Counting and extracting words
Due to the recursive structure of the document layout components, addressing the entire set of textual entities can be a real headache. The general strategy is to browse every Story
from the Document.stories
collection. This allows to exhaustively explore text contents at any sub-level of the document hierarchy, since any text is supposed to belong to a story. Well, this is almost true, but there are two critical exceptions: footnote and table contents are managed through special ‘strands’ which are not seen as story containers. That's why this usual word counter lacks footnotes and tables:
// Superficial Word Counter // (ignoring footnotes and table cells) alert( app.activeDocument.stories.everyItem().words.length );
Given a story, you need to inspect footnotes and table cells separately. And you have to use a recursive algorithm because both Cell
and Footnote
objects may contain nested table(s). Here is a generic utility that implements a deep word count, including footnotes and cells at every level:
// Deep Word Counter // (considering footnotes and tables) // IMPORTANT: // Like any digit sequence, each number that starts a footnote // counts itself as a word--unless you use an empty separator! var countWords = function F(/*Story|Cell|Footnote*/every) { var ret, t; every = every || app.activeDocument.stories.everyItem(); if( !every.isValid ) return 0; ret = every.words.length; t = every.texts && every.texts.everyItem && every.texts.everyItem(); if( !t ) return ret; t.tables.length && ret += F( t.tables.everyItem().cells.everyItem() ); t.footnotes.length && ret += F( t.footnotes.everyItem() ); t = null; return ret; }; alert( "Number of words: " + countWords() );
Note. — In the above code, the every
parameter is a specifier which may address Story
, Cell
, or Footnote
object.
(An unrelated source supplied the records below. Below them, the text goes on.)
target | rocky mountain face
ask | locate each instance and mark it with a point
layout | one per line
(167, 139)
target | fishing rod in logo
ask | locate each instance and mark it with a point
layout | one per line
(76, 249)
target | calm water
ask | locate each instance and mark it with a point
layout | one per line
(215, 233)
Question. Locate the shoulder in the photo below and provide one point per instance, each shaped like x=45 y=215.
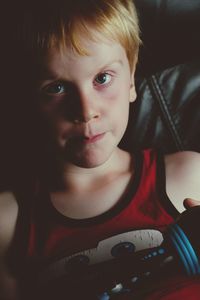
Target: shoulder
x=8 y=219
x=182 y=177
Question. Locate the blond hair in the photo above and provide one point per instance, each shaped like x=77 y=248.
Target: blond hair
x=62 y=23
Thanks to the everyItem()
syntax, this specifier can also encapsulate a collective command, so the recursive countWords
function never needs to create, manage, and browse JavaScript arrays. Everything is done through the command subsystem, which I think improves the performance of the function.
Finally, turning our word counter into a word extractor is not too difficult:
// Deep Word Extractor // - considering footnotes and tables // - removing duplicates // DISCLAIMER: // This script is not optimized for long documents! var extractWords = function(MIN_LENGTH) { MIN_LENGTH = MIN_LENGTH || 2; var obj = {}, reSkip = /[\x00-\x1F\uFFFC\uFFFD]/g, cleanKeys = function(a) { var re = reSkip, i = a.length >>> 0, o = obj, k; while( i-- ) { k = a[i].replace(re,''); (MIN_LENGTH <= k.length) && o[' '+k]=null; } re = o = null; }, browse = function(every) { var t; if( !every.isValid ) return; every.words.length && cleanKeys( every.words.everyItem().contents ); t = every.texts && every.texts.everyItem && every.texts.everyItem(); if (!t ) return; t.tables.length && browse( t.tables.everyItem().cells.everyItem() ); t.footnotes.length && browse( t.footnotes.everyItem() ); t = null; }; browse( app.activeDocument.stories.everyItem() ); reSkip = cleanKeys = browse = null; var k, z = -1, r = []; for( k in obj ) { if( !obj.hasOwnProperty(k) ) continue; r[++z] = k.substr(1); } obj = null; return r; }; // TEST alert( "Words that contain 5+ characters:\r\r" + extractWords(5).sort().join(' | ') );
• See also:
— InDesign Special Characters;
— On ‘everyItem()’ – Part 1;
— On ‘everyItem()’ – Part 2.
Comments
M'est d'avis que tu bosses sur un nouveau script et que tu viens de soulever un nouveau lièvre…
Allez, je me lance… Marcup…?! Comprends qui peux
J'aimerais te répondre que tu mets dans le mille, mais la vérité est moins romanesque : il s'agit plutôt d'un billet d'arrière-cuisine sur le mode « retour aux fondamentaux ».
Cela dit, les deux ou trois gibiers qui sont soulevés dans cet article entretiennent, en effet, un rapport direct avec plusieurs scripts en préparation ;-)
@+
Marc
I visited multiple websites however the audio quality for audio songs present
at this web page is actually marvelous.